Dental Crowns

Dental crowns restore the look and function of a natural tooth.

Once damaged or weakened, the adult tooth can never grow back. With crowns, it can regain its form and align with the rest of the teeth.

Crowns are hollow restorations usually made of composite and resin. Filing down the natural tooth may be necessary for the crowns to fit over them.

As a cap, a crown protects the tooth against harmful bacteria and further damage. You may need it if your tooth has been damaged, chipped, or cracked.

Crowns are low-maintenance - daily brushing and flossing keep them in good condition.

Have you been thinking of getting a crown? What can you expect from the procedure? We cover these common questions and more in this post.

What are dental crowns?

You might have heard about them from your dentist during one of your visits. A dental crown is a common method for strengthening the natural tooth. It’s often recommended as it’s effective in boosting tooth health.

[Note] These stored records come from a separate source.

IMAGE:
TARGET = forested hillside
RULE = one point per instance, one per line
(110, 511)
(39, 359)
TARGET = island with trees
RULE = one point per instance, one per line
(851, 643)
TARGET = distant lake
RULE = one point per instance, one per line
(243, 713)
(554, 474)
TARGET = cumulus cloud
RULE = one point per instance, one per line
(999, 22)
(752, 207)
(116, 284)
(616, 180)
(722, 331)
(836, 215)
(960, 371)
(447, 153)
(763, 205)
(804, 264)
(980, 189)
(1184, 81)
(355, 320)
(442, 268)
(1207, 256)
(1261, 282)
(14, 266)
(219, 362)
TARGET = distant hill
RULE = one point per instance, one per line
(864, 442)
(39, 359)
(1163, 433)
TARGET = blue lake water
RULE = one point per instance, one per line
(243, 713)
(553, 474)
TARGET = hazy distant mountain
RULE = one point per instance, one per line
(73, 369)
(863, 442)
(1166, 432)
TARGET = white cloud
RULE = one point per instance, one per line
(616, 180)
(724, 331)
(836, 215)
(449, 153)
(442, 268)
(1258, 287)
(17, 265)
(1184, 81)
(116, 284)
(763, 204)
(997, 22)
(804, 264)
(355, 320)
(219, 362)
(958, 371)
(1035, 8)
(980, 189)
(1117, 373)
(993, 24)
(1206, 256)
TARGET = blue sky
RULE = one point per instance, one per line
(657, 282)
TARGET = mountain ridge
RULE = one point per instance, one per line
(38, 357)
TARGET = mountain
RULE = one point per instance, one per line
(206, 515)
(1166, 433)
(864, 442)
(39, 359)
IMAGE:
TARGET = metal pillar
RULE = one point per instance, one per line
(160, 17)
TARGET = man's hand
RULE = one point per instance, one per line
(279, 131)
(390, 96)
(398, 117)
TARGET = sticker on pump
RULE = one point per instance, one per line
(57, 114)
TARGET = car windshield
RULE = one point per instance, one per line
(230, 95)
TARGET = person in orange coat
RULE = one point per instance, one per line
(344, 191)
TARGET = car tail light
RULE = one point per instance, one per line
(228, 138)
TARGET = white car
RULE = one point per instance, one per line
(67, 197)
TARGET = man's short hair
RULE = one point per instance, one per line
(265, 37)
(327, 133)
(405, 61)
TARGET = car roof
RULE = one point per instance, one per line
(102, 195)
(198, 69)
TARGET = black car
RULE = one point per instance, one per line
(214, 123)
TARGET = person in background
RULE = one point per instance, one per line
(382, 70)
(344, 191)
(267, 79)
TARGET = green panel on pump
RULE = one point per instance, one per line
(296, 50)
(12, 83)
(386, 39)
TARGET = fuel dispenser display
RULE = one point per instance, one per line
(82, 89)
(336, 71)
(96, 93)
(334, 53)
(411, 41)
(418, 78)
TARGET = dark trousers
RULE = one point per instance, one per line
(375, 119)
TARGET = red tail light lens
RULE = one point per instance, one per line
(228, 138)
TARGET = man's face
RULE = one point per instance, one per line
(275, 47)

It’s important to understand what goes through every stage of the dental procedure. This way, you can set realistic expectations and make informed decisions for your oral health.

Dental crowns offer several benefits, but they also come with drawbacks. They're attached to the tooth using adhesive.

Once implanted, crowns become the outer surface of the tooth. They shield it from potential damage and prevent the need for complex solutions such as root canals.

How are dental crowns made?

Crowns can be made from porcelain, metal, or both. Porcelain is often the preferred option as it’s sturdy and can be colour-matched to the natural tooth. It can withstand daily exposure to heavy chewing and biting forces.

You may need partial crowns if full dental crowns aren't necessary, but simple fillings aren't enough. Also referred to as onlays, crowns toughen the tooth, keep its form intact, and prevents decay.

Temporary crowns are installed if the area needs protection while waiting for the final crowns. They help patients chew and eat as usual, but not everyone requires them.

Temporary crowns are attached using cement which your dentist will remove once the permanent crowns are ready.

Crowns require waiting time because they’re manufactured in a lab using impressions of your teeth and jaw. The technician reviews the impressions. From there, they craft a natural-looking crown that supports your bite and jaw movement.

The technician and your dentist ensure that final restorations fit your tooth and allow it to function well.

Who needs dental crowns?

Here are reasons why dental crowns could be necessary.

  • Fix chipped or cracked tooth
  • Keep decay from progressing
  • Strengthen weak tooth
  • Support damaged or worn tooth
  • Enhance the appearance of your smile
  • Secure dental bridge
  • Address craze lines, the hairline cracks on the tooth enamel that can occur due to stress

Some dental issues can be painless, such as craze lines. This is why routine dental checkups are crucial so your dentist can look out for them and determine if immediate treatments are needed.

Delayed treatment with dental crowns can cause damage to worsen and warrant invasive procedures like a root canal. The tooth may need to be removed if the problem is beyond repair.

It’s best to get the procedure done as soon as possible to avoid complications.

What can you expect during the procedure?

Placing dental crowns often requires two dental visits - one for tooth preparation and the other for crown installation.

First visit

  • You need X-rays to determine whether a root canal is necessary.
  • Your dentist examines the condition of the tooth and any risk of infection.
  • Your dentist numbs the tooth and the treatment area for your comfort.
  • A portion of the tooth enamel is removed for the crown to fit.
  • If there's insufficient natural tooth left, the tooth will need to be enlarged to support the crown.
  • After filing the tooth, an impression is taken of the upper and/or lower teeth to ensure the crown won’t affect your bite.
  • The impressions are forwarded to the lab where the crowns are made. The process can take up to 3 weeks.
  • Your dentist could place a temporary crown to protect the site until the final crowns are ready.

Second visit

  • Your dentist removes the temporary crown.
  • They also check the permanent crown to see if it looks and feels right.
  • If everything is okay, they numb the tooth for the installation.
  • Your dentist places the final restoration.

How do I care for my dental crowns?

Permanent crowns are easy-care. Your usual oral hygiene routine can keep them in good condition.

Temporary crowns need more attention because they must be protected against potential damages. Eating hard, sticky, or crunchy food is best avoided as they could pull the crowns.

Avoiding extreme pressure or straining the area is also advised. Flossing is still essential but you need to be gentle when flossing between teeth.

Are dental crowns for me?

If you have injured, damaged, or sore teeth, schedule an evaluation with your dentist. Find out if you need dental crowns to fix the problem.

Dental crowns are effective in boosting tooth health. They keep you from needing extractions or root canals. They help restore your confident, happy smile.